Antônio
era um homem comum. Trabalhador, respeitado no bairro, mas frágil como qualquer
coração humano quando se deixa dominar pelas próprias sombras.
Numa
tarde abafada, voltando cansado do serviço, discutiu com a esposa por um motivo
banal. Um prato mal colocado à mesa, uma palavra atravessada, e a cólera
subiu-lhe como fogo súbito. A voz quebrou o silêncio do lar em gritos, e a
esposa, em lágrimas, recolheu-se em silêncio. Antônio, dominado pelo impulso,
sentiu-se momentaneamente vitorioso. Mas quando a noite se fez mais densa, o
arrependimento caiu-lhe sobre o peito como ferro em brasa.
Naquela
solidão, recordou o aviso de um Espírito Protetor em O Evangelho segundo o
Espiritismo:
“A cólera não exclui
certas qualidades do coração, mas impede que se faça muito bem e pode levar à
prática de muito mal.”
Compreendeu
então que um segundo de descontrole podia custar-lhe anos de reparação.
Pouco
tempo depois, outra cena lhe testou a consciência. Caminhava pela rua quando
viu um vizinho idoso tropeçar e cair, espalhando os pertences pelo chão.

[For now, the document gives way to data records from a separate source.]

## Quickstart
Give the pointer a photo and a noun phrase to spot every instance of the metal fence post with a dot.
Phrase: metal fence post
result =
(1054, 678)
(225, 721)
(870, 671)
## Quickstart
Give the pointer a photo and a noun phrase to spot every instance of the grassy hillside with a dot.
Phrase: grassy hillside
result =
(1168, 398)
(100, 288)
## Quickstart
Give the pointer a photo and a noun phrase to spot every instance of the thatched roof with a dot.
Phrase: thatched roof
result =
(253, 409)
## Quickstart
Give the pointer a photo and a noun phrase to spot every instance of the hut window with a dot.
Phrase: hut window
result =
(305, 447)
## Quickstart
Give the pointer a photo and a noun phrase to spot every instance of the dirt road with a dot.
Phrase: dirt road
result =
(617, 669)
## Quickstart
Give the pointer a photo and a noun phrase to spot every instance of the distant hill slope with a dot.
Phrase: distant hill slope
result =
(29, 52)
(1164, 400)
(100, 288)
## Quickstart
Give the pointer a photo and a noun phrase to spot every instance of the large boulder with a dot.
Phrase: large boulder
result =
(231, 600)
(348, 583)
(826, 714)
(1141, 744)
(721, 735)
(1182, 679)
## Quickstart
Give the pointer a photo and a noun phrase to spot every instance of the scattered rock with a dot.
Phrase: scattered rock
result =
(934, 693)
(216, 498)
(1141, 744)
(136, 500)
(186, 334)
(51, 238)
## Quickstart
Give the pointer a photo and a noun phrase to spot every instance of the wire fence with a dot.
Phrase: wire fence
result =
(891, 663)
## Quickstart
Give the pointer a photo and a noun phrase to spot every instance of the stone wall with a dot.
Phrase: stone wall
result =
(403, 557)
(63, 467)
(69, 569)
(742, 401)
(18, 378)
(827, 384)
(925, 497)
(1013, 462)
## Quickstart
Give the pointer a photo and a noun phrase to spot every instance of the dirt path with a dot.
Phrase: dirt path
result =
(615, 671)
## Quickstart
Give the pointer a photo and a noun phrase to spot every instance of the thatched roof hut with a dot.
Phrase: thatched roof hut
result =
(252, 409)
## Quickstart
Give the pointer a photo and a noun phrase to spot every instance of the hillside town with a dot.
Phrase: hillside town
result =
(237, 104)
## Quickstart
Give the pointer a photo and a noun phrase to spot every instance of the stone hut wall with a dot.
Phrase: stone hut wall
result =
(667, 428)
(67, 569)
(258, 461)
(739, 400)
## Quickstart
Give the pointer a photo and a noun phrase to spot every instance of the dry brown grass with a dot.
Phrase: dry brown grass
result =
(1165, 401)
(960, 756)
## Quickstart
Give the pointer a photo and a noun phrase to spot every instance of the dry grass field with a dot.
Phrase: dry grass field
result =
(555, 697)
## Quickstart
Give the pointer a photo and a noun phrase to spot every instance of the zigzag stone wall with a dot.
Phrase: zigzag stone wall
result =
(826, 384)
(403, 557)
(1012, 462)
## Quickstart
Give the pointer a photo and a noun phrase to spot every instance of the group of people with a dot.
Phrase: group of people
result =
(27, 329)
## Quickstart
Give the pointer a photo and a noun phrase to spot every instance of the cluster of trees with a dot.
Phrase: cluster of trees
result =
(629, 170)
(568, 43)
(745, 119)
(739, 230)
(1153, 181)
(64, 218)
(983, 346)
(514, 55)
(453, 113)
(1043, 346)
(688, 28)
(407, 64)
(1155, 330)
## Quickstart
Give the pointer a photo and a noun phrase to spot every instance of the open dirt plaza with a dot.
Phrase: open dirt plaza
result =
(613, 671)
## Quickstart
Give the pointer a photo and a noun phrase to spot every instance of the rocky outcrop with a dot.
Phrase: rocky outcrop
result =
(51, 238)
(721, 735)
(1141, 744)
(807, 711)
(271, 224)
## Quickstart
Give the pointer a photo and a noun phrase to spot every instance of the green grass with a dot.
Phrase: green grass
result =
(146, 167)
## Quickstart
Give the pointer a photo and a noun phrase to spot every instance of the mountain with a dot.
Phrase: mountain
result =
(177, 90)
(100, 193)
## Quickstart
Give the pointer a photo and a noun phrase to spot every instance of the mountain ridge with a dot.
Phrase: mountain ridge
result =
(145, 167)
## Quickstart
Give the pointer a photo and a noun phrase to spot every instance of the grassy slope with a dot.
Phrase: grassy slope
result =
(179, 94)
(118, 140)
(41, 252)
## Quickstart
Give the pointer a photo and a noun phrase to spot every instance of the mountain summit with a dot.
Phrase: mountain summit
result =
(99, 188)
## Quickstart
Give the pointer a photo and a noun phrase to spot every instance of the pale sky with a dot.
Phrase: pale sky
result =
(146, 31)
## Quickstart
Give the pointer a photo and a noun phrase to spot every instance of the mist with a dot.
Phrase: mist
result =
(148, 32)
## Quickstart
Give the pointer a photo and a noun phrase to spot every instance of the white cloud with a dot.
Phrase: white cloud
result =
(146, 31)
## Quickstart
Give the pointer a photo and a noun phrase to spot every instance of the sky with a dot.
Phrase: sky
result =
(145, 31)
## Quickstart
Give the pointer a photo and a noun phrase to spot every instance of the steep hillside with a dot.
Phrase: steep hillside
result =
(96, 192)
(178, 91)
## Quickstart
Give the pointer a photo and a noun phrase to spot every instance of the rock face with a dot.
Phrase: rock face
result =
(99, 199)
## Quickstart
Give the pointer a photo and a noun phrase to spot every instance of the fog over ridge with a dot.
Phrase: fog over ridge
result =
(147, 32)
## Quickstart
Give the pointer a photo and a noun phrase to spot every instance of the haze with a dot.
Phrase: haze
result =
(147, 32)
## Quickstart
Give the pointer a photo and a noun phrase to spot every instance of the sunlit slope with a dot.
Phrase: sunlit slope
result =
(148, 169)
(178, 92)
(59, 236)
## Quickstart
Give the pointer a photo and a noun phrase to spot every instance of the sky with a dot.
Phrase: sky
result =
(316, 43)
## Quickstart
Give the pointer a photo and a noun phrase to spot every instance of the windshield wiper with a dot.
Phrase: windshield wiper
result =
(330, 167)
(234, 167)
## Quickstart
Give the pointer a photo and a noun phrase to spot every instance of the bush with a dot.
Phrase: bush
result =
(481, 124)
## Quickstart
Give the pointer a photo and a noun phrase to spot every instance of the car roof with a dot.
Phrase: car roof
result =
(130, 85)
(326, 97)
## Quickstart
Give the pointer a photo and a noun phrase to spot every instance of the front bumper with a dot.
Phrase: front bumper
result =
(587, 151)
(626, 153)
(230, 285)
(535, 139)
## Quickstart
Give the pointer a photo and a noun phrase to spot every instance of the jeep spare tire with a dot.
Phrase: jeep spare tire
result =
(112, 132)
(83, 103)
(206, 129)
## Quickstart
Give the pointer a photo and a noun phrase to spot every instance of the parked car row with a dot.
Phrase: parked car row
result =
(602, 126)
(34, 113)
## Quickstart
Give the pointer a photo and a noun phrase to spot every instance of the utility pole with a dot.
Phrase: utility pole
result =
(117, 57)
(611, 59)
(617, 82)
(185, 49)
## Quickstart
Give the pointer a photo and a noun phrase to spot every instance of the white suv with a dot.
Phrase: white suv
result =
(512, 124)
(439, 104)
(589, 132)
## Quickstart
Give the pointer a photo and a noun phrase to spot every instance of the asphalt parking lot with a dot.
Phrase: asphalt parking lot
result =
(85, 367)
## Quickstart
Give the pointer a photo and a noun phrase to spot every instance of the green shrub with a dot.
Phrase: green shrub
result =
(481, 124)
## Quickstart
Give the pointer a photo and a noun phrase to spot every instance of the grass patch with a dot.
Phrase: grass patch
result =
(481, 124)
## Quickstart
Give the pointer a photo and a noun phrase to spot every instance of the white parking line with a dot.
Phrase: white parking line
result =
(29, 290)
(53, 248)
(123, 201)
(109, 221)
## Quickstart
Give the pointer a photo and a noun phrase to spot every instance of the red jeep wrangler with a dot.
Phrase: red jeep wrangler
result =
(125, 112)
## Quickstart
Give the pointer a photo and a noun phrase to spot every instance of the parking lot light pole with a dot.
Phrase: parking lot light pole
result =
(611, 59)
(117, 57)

Antônio deu um passo à frente, mas conteve-se. Ao redor, alguns olhares
curiosos acompanhavam a cena, e o medo de parecer ridículo, de se expor em meio
ao movimento da rua, o fez recuar.
Outro
jovem aproximou-se, estendeu a mão e ajudou o velho a se levantar. Antônio
ficou imóvel, envergonhado. E na madrugada, ao rever mentalmente o episódio,
sua consciência lhe perguntou em silêncio: —
Por que não foste adiante?
Ali
percebeu a dor da covardia moral, diferente da cólera, mas igualmente amarga.
Antônio
começou a refletir. Quantas vezes já ouvira, nos cultos evangélicos e nos
estudos espíritas, a advertência de Jesus:
“Ninguém que, tendo
posto a mão no arado, olha para trás, é apto para o Reino de Deus.” (Lc 9:62)
A mão
que segura o arado não pode hesitar. O bem, quando se apresenta, é convite
sagrado — e a recusa se grava na alma como oportunidade perdida.
Numa
reunião de estudo, ouviu a história de Paulo de Tarso. Saulo, perseguidor
temido, tombara em Damasco e, ao ouvir a Voz que o chamava, não vacilou:
“Levanta-te, e entra na
cidade, onde te dirão o que te convém fazer.” (At 9:6)
Não
olhou para trás. E, mesmo apedrejado, caluniado e perseguido, seguiu adiante,
decidido. Antônio se emocionou. Percebeu que coragem moral não nasce da força
física, mas da fé que se firma em Jesus.
Na
mesma noite, recordou também as palavras de Irmão X, através de Chico Xavier,
na crônica “Na Frente do Bem”:
decisões que visam apenas agradar aos homens são frágeis como poeira ao vento,
mas as que repousam na paz do Cristo permanecem eternas.
E,
como se Jesus lhe falasse direto ao coração, relembrou o critério de ouro:
“Como quereis que os
homens vos façam, assim fazei-o vós também a eles.” (Lc 6:31)
Desde
então, Antônio passou a vigiar-se mais. Não se tornara santo da noite para o
dia, mas cada vez que a cólera lhe rondava a garganta, lembrava-se da dor no
coração da esposa e calava-se. Cada vez que o medo de agir no bem lhe ameaçava
os passos, lembrava-se do vizinho caído e adiantava-se com firmeza, sem olhar
para os lados.
Compreendeu,
por fim, que a vida é breve, mas as decisões são eternas. A cólera pode
acorrentar-nos a longos resgates; o bem recusado pesa como chumbo na
consciência. Mas a escolha firme pelo caminho do Cristo abre horizontes de paz
que nem a morte consegue apagar.
E
assim, diante de cada nova encruzilhada, Antônio repetia em silêncio a prece
que nascera de sua própria experiência:
— Senhor, ajuda-me a decidir com amor, a agir com coragem e a nunca olhar para trás.